Шрифт:
Интервал:
Закладка:
И я взялся за эссе, сжигая каждый день перед вытяжным вентилятором в окне гостиной полдюжины легких сигарет, и результатом стал единственный из написанных мной для Генри материалов, который не потребовал его редактуры. Не помню, как эссе попало в руки маме и как – письмом или телефонным звонком – она донесла до меня свое глубокое ощущение моего предательства, но хорошо помню, что затем она не связывалась со мной полтора месяца – намного дольше, чем когда-либо еще. Вышло именно так, как я боялся. Но когда она преодолела себя и опять начала писать мне письма, я почувствовал, что она видит меня, видит таким, какой я есть, – почувствовал так, как никогда раньше. Не просто мое подлинное «я» было прежде от нее скрыто; казалось, только теперь у меня появилось «я», на которое стоит смотреть.

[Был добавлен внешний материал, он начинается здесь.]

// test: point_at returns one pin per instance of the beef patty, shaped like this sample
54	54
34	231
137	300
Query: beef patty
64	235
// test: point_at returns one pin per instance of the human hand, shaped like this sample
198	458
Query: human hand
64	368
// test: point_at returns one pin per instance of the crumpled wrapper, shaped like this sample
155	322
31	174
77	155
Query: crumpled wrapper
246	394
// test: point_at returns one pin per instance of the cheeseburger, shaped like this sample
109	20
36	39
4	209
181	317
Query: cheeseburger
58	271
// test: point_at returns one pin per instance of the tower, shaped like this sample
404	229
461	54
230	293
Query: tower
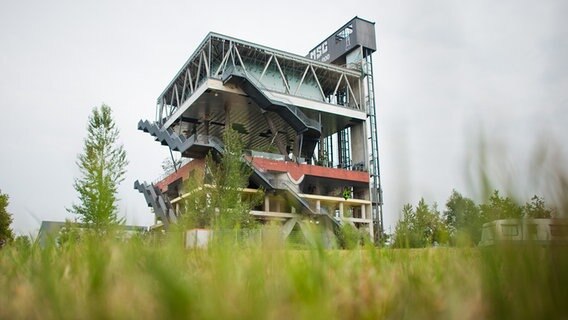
308	124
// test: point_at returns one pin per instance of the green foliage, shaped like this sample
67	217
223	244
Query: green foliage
536	209
499	207
463	220
216	199
6	233
23	242
103	166
420	227
99	278
351	237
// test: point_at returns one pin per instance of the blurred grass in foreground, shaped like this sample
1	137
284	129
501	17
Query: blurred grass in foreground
143	278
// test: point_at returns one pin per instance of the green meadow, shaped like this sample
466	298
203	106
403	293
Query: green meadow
147	278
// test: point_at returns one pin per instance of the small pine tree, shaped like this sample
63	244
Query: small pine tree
6	233
102	165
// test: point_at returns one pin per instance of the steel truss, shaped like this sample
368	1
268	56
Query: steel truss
270	69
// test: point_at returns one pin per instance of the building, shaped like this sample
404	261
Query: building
308	123
543	232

Кьеркегор в «Или – или» высмеивает «делового человека», прячущегося за свои текущие дела от честного размышления о себе. Можно проснуться ночью и осознать, что ты одинок в своем браке или что тебе стоит задуматься о своем непомерном для планеты уровне потребления, – но наутро у тебя миллион мелких дел и забот, а на следующее утро миллион новых. И пока этот поток не прервется, ты не остановишься и не задашься более крупными вопросами. Написать или прочесть эссе – не единственный способ остановиться и спросить себя, кто ты есть на самом деле и что может значить твоя жизнь, но это не худший из способов. И если принять во внимание, каким смехотворно неделовым был Копенгаген во времена Кьеркегора по сравнению с современностью, то эти субъективные твиты и второпях написанные посты покажутся довольно далекими от эссеистики. Они скорее покажутся способом ухода от того, к чему подлинная эссеистика может нас принудить. День за днем мы читаем на экранах то, чего в печатной книге не удостоили бы внимания, и ноем, что дико заняты.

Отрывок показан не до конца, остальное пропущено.